I'd tried to put her at ease forthrightly, but three fork twists later she was asking, "Is it okay?"

"Great. Simply great."

"Good."

I couldn't help but think that was a most appropriate word. In all the times I'd gone out with a member of the opposite sex, I'd never had it so good.

No problems. Nothing to be concerned about. There was somebody on hand, a genie, and an attractive genie at that, to make sure that everything -- from spaghetti to salad to beverages -- went exactly the way I wanted it.

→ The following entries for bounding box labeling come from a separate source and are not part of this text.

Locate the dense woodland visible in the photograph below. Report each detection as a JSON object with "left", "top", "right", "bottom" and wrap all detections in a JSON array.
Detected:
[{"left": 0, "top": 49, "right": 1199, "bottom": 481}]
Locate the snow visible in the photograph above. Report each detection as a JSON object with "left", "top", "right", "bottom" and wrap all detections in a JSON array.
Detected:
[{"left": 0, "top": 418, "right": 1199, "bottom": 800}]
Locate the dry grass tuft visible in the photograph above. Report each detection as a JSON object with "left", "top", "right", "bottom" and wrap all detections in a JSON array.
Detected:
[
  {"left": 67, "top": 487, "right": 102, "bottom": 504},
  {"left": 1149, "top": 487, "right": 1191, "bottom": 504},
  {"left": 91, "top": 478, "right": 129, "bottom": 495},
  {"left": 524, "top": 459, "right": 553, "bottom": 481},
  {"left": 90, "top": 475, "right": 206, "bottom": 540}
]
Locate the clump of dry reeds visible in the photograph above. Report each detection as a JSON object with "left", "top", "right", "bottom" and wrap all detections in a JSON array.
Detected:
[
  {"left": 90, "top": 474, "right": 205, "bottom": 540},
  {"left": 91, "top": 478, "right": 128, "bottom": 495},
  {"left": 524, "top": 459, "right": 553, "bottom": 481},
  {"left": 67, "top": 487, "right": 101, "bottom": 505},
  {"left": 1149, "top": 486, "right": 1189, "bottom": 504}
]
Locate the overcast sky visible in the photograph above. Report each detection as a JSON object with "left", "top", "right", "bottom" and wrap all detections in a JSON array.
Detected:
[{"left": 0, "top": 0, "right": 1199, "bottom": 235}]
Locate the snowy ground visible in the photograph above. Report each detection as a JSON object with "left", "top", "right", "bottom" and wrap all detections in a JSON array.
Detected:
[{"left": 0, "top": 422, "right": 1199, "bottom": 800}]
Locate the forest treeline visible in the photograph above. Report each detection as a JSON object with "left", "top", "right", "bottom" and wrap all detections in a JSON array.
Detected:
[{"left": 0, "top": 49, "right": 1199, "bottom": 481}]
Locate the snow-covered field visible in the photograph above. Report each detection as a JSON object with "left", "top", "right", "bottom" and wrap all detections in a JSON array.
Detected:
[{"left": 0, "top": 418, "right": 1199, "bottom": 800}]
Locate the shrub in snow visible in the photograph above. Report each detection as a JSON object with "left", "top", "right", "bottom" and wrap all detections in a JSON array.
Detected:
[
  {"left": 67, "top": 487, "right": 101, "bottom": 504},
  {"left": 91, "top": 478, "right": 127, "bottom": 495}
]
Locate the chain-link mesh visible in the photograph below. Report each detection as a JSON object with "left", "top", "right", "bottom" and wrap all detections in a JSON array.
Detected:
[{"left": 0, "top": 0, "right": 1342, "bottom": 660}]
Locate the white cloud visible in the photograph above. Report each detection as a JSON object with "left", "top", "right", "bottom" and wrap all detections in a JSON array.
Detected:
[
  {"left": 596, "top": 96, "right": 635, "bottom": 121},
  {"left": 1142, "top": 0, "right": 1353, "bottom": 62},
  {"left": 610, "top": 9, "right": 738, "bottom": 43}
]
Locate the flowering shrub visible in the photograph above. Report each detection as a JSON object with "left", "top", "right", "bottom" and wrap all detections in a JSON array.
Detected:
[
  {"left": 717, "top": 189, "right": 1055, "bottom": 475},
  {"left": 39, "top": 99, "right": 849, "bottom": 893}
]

Helen was determined to stay on top of things and make sure everything went right. She immediately took the bill when the waiter placed it on the table. I, with pleasure, let her go through the exercise. Maybe, it occurred to me as if from afar, I shouldn't have had that extra cup of coffee. But I didn't want anything to arouse me from this dream.She faltered only once during the entire evening. The tip. She was a little flustered and didn't know exactly what it should be.

"Oh, $3.50 ought to do it," I declared in a matter-of-fact, masterful way.

I suppose I could have offered to drive back in the still miserable weather, but why ruin what had been such a splendid evening? And give up the enchantment of having the car door opened again for me for the ride back?

"It was," as I whispered to Helen when I got home, "a lovely evening."